The following statement was released by the rating agency Fitch: Greek authorities are likely to want to see further improvements in investor and customer confidence before capital controls, introduced in June 2015, are materially eased at Greek banks.
In our view, the economic and political environment remains fragile and confidence has not yet returned to the financial system. Our standalone viability ratings assigned to the Greek banks remain at 'f'.
Capital controls could be gradually relaxed from late 2016 if the political and operating environments are stable and Greece continues to deliver the reforms envisaged in its economic adjustment program, in our view.
Depositor behavior is highly sensitive to political developments. In the nine months prior to June 2015, amid uncertainty about Greece's place in the eurozone, the banking sector lost 43 billion euros, or 26%, of private sector deposits.

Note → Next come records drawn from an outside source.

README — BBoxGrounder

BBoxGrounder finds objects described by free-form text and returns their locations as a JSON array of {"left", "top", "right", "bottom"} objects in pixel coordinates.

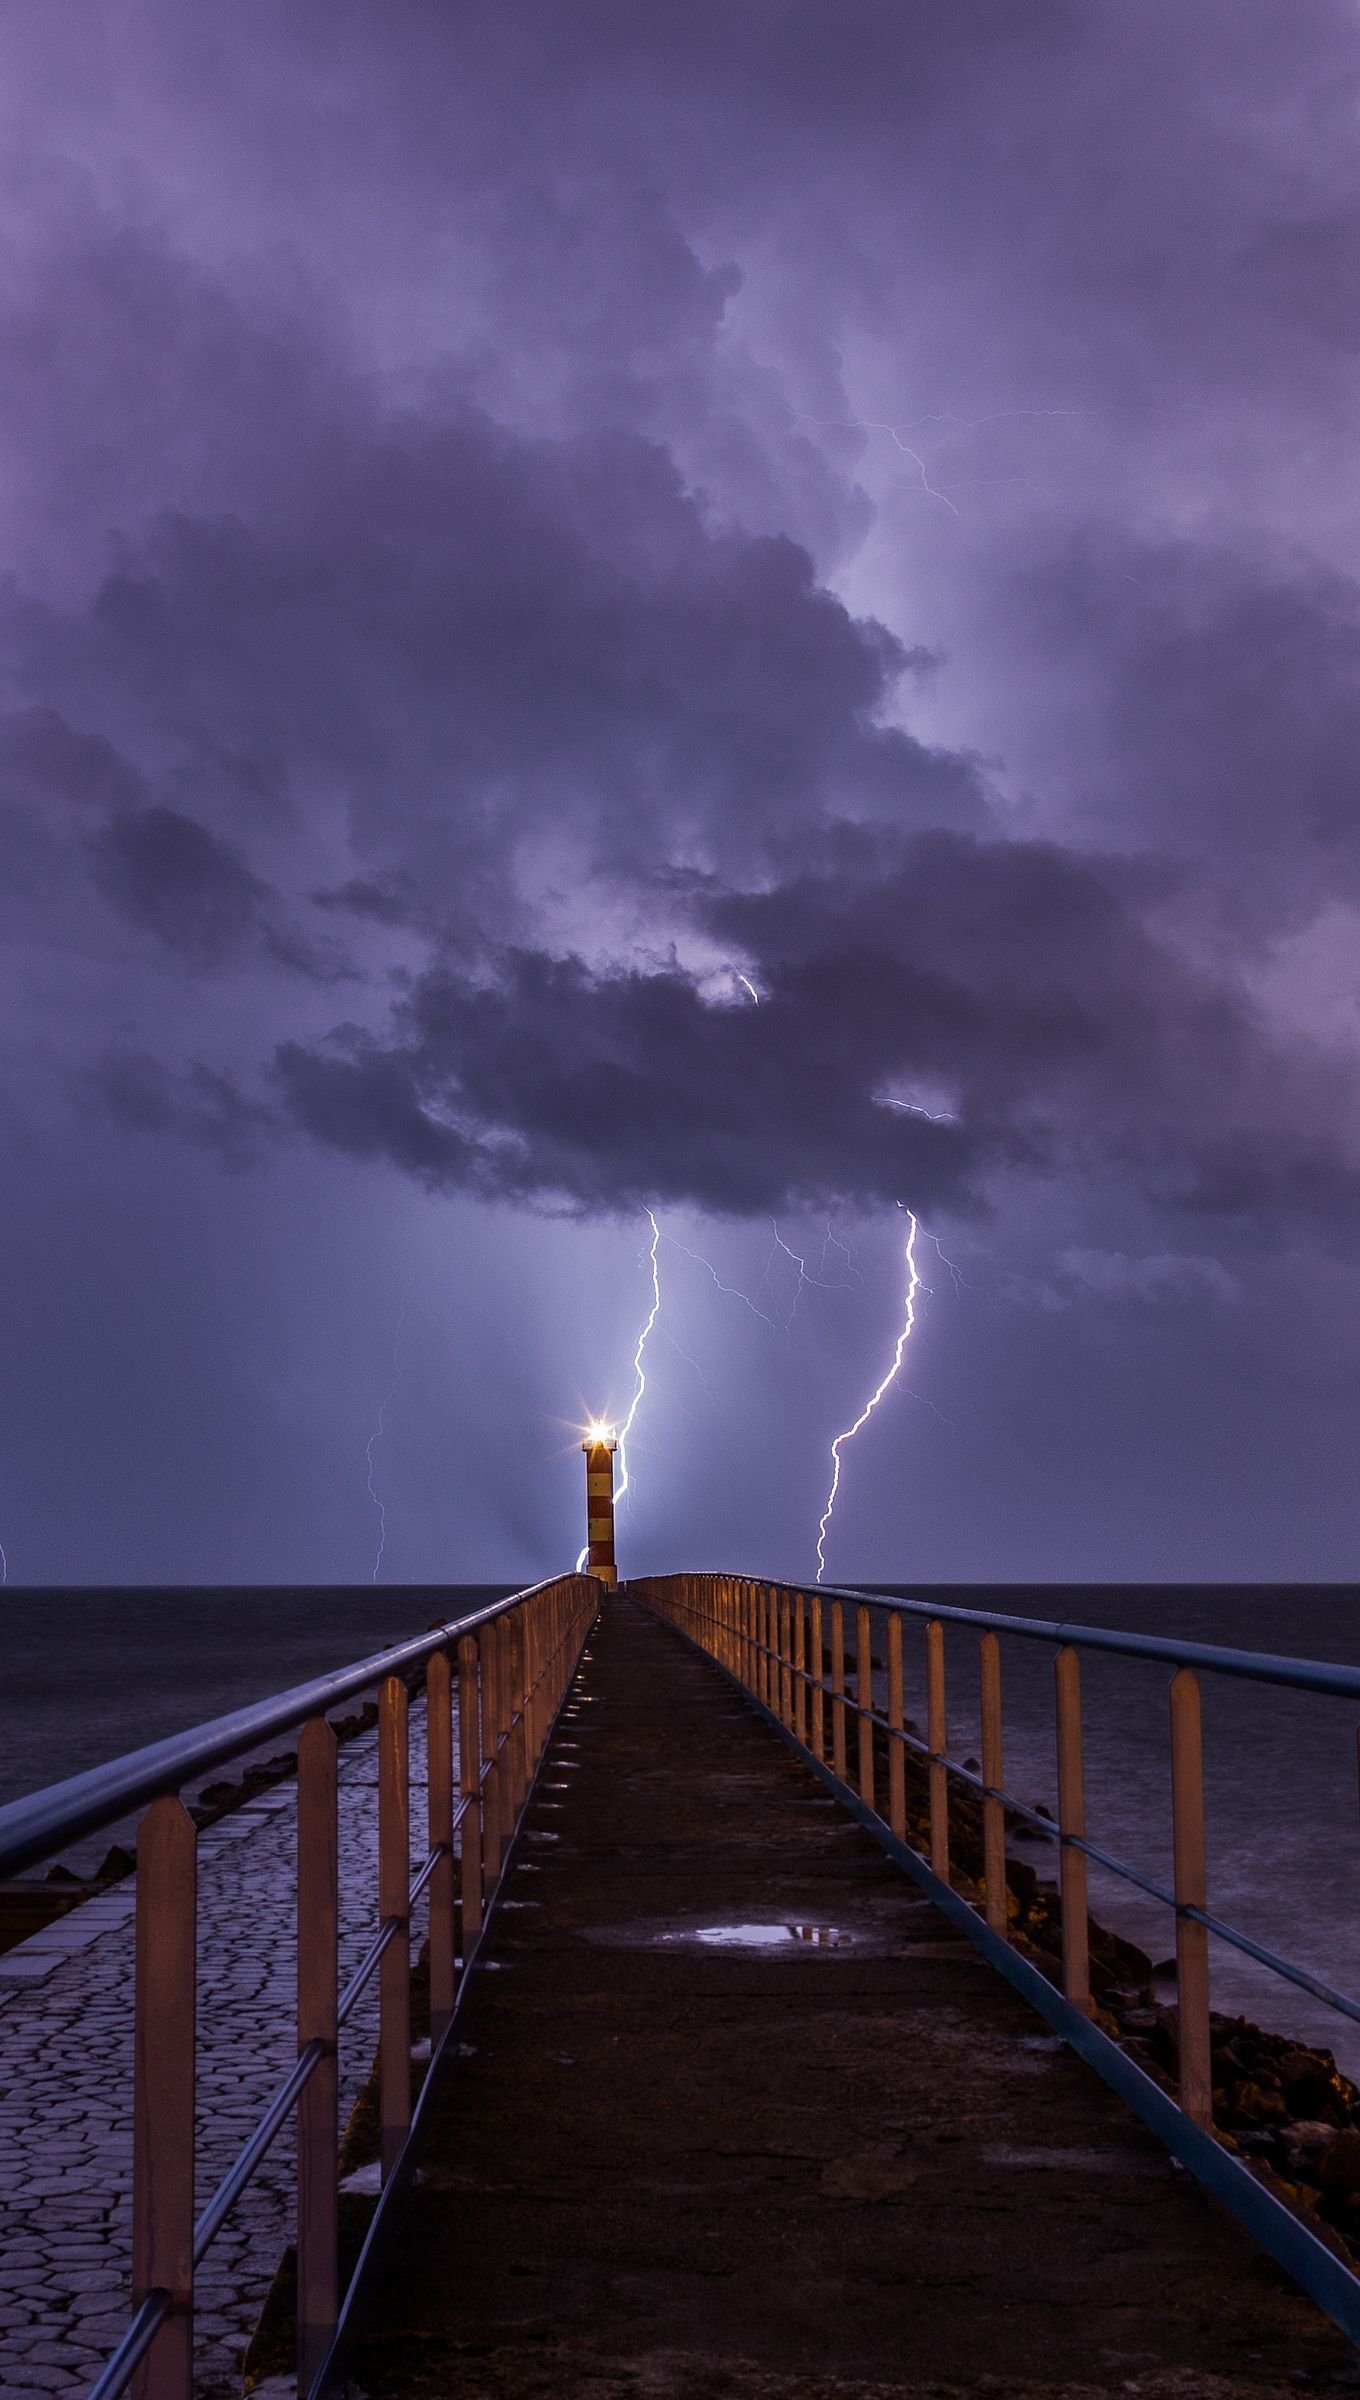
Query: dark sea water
[
  {"left": 0, "top": 1583, "right": 513, "bottom": 1837},
  {"left": 3, "top": 1581, "right": 1358, "bottom": 2072}
]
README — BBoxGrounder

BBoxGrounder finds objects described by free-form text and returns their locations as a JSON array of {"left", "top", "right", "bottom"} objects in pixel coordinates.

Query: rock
[
  {"left": 1238, "top": 2130, "right": 1283, "bottom": 2159},
  {"left": 1319, "top": 2131, "right": 1360, "bottom": 2195},
  {"left": 1228, "top": 2081, "right": 1289, "bottom": 2128},
  {"left": 820, "top": 2145, "right": 920, "bottom": 2201},
  {"left": 1282, "top": 2119, "right": 1337, "bottom": 2173}
]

Deposits have not flowed back into the system and deposit levels remain broadly flat since June 2015. Restrictions on deposit withdrawals discourage customers from placing funds back with the banks.
A possible example for relaxing controls could be to raise the 420-euro weekly withdrawal limit per person. But it is difficult to gauge whether depositors are sufficiently confident in the banks or whether relaxation might trigger a new round of withdrawals.

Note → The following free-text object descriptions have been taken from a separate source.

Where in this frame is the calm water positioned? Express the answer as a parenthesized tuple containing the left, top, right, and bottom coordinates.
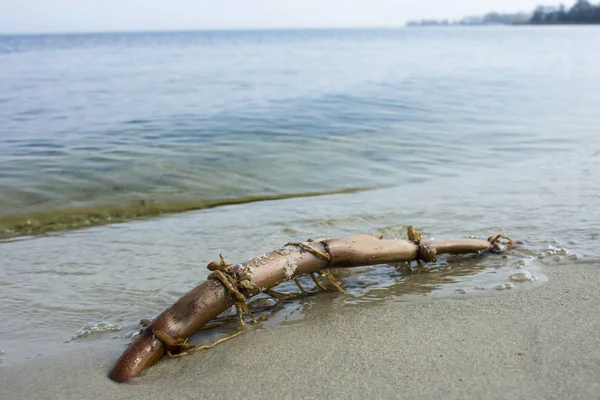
(0, 27, 599, 366)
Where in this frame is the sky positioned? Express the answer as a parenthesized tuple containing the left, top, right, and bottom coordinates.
(1, 0, 552, 34)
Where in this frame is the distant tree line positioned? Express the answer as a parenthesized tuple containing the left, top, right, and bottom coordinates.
(530, 0, 600, 23)
(405, 0, 600, 26)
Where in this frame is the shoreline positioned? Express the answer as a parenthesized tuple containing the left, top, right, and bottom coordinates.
(2, 259, 598, 399)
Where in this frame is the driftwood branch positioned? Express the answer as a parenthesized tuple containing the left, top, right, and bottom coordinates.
(109, 234, 511, 382)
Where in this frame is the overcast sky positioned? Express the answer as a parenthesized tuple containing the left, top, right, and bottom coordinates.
(1, 0, 550, 34)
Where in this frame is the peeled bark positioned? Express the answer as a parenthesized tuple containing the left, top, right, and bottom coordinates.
(109, 235, 505, 382)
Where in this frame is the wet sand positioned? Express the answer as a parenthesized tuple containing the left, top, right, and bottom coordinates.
(2, 260, 598, 399)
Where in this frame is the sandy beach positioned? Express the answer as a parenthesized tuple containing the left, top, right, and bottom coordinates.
(2, 258, 598, 400)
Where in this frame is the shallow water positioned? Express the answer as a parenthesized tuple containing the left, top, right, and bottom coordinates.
(2, 27, 600, 236)
(1, 27, 599, 367)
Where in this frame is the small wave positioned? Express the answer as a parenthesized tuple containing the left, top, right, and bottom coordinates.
(124, 119, 153, 125)
(66, 321, 122, 342)
(0, 187, 370, 240)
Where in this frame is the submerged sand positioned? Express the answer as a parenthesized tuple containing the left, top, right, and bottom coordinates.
(2, 260, 599, 400)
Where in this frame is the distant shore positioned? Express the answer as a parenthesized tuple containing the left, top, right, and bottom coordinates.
(407, 0, 600, 26)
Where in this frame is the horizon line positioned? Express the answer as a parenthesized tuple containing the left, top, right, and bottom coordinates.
(0, 24, 534, 37)
(0, 25, 414, 36)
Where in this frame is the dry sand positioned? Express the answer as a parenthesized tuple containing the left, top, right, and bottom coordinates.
(2, 261, 599, 400)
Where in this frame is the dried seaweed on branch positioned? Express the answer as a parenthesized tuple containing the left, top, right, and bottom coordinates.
(109, 230, 514, 382)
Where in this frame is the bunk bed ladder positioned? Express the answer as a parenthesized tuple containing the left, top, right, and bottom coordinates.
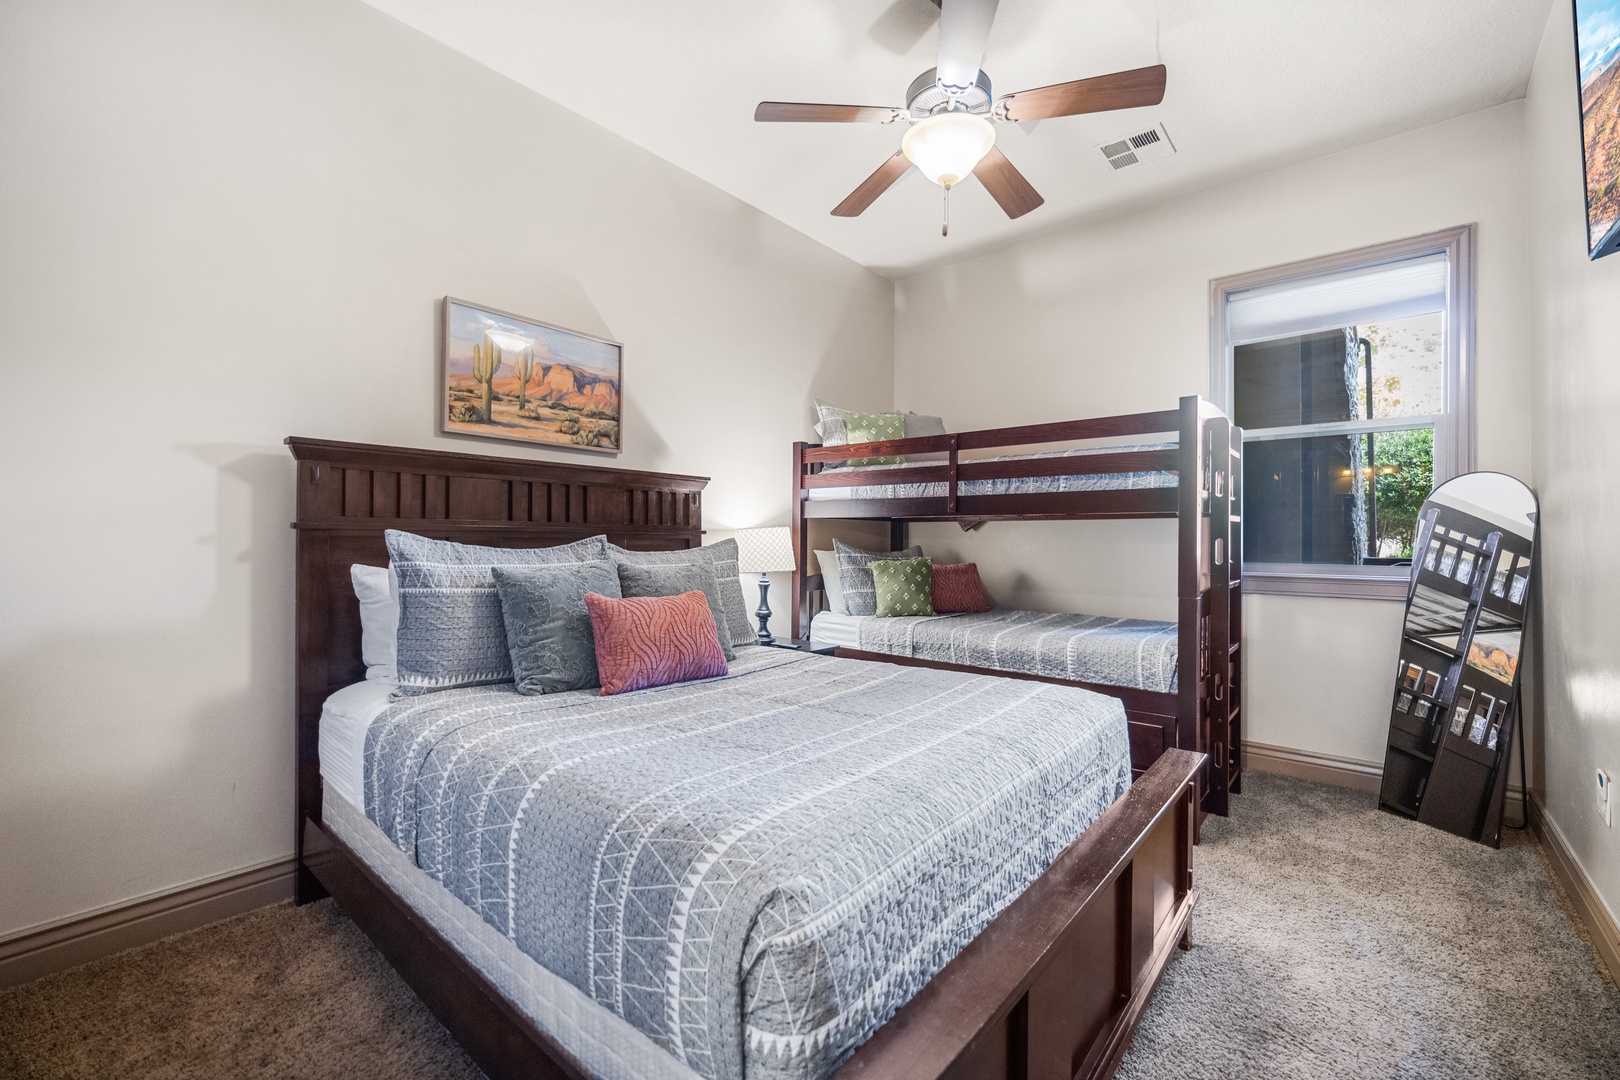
(1228, 426, 1244, 797)
(1179, 396, 1241, 818)
(1206, 412, 1234, 817)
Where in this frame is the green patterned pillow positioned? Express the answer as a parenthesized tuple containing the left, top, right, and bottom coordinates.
(844, 411, 905, 467)
(871, 556, 935, 617)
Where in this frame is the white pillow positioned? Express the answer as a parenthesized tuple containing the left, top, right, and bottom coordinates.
(903, 411, 949, 464)
(815, 550, 846, 615)
(350, 564, 398, 683)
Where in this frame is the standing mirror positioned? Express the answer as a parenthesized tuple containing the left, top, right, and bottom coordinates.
(1378, 472, 1537, 846)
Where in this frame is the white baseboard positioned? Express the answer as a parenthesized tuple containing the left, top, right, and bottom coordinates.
(1529, 794, 1620, 985)
(1244, 741, 1384, 793)
(1242, 741, 1528, 819)
(0, 857, 294, 990)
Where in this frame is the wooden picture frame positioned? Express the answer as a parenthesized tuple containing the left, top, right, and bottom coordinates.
(441, 297, 623, 454)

Volumes of banknotes in circulation increased significantly prior to the imposition of capital controls, suggesting that cash withdrawn from banks was kept in the country.
Before the Greek authorities lift controls, they will assess whether depositor behavior has changed or whether the urge to hoard cash is still prevalent.

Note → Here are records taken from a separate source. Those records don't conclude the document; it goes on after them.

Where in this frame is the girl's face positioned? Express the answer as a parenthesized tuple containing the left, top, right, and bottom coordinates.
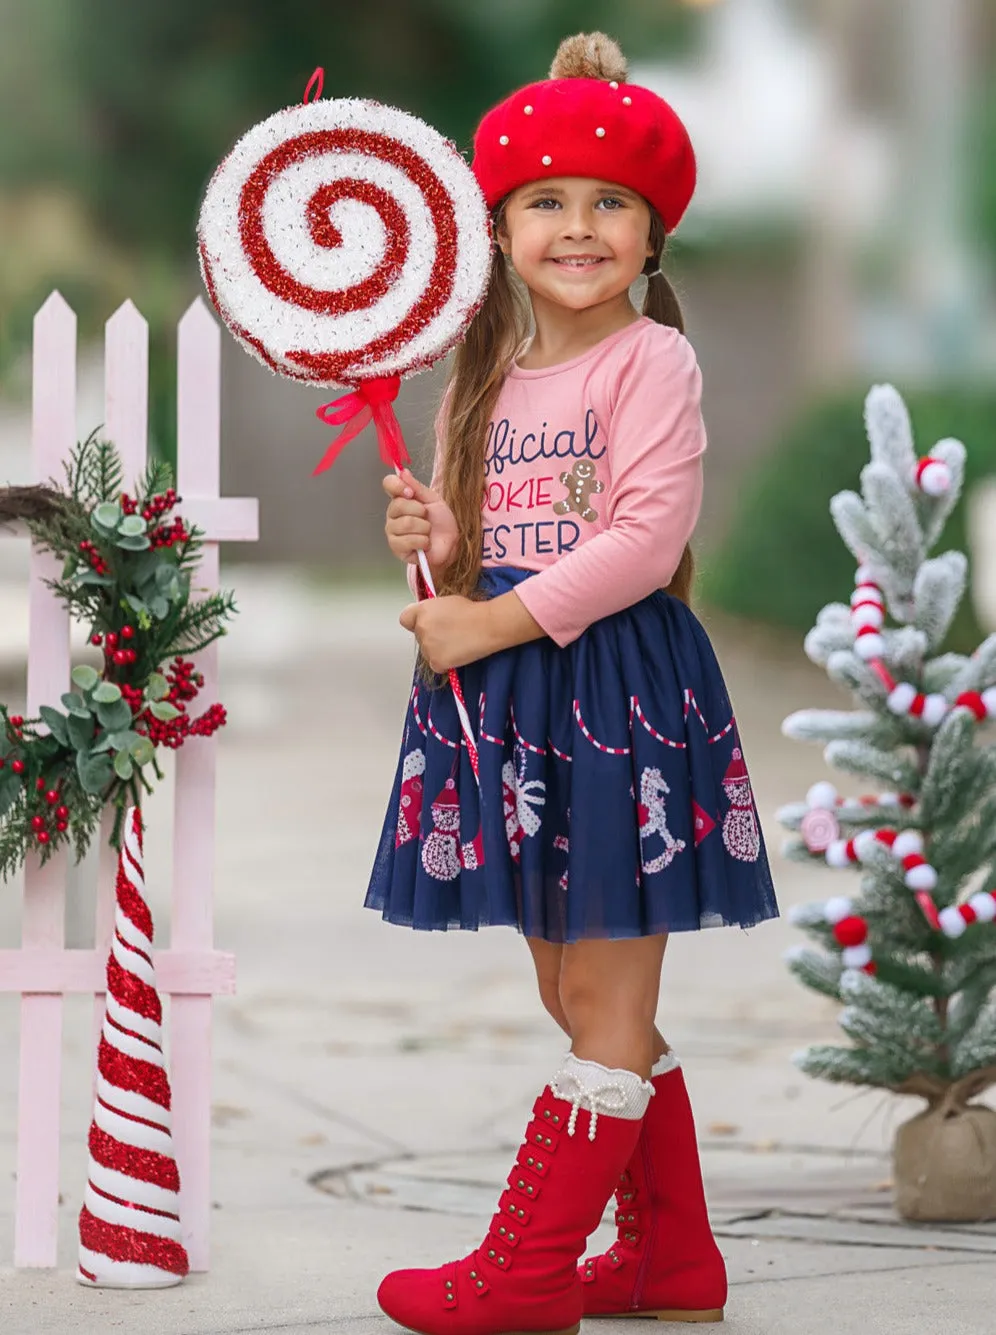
(500, 177, 654, 313)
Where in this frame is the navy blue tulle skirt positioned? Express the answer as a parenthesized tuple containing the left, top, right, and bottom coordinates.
(365, 567, 778, 943)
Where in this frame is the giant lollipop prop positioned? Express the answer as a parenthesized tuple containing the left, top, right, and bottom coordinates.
(198, 69, 490, 775)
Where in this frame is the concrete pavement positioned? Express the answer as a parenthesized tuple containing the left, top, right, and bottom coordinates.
(1, 569, 993, 1333)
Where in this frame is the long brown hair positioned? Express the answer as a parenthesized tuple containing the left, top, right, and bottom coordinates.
(438, 205, 695, 607)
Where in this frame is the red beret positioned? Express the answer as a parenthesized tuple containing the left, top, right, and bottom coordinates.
(472, 76, 696, 233)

Recapitalizations mean that the credit fundamentals of Greek banks progressed significantly since June 2015 and capital controls also protect liquidity in the system.
The sector as a whole is still heavily reliant on Eurosystem funding, largely in the form of emergency liquidity assistance (ELA) channelled through the Bank of Greece.
But in June 2016, the ECB reinstated a waiver enabling it to accept Greek public sector debt as collateral to access regular refinancing facilities.
We estimate that Greek banks could replace around 7% of their ELA funding with ECB borrowing; while this is not a significant amount, the banks will benefit from it being a slightly cheaper form of funding.
Greek banks can also borrow under the ECB's targeted longer-term refinancing operations (TLTRO). TLTROs would lengthen the maturity profile of Greek banks' funding and reduce costs.
However, TLTROs can only be used to fund new lending and meaningful new loan growth can only take place once confidence returns.
We expect some further loan deleveraging in the system, reflecting banks' tight liquidity and muted demand from high quality borrowers.
We forecast another year of economic contraction for Greece in 2016, with GDP contracting by 0.9%, with gradual improvement coming in 2017.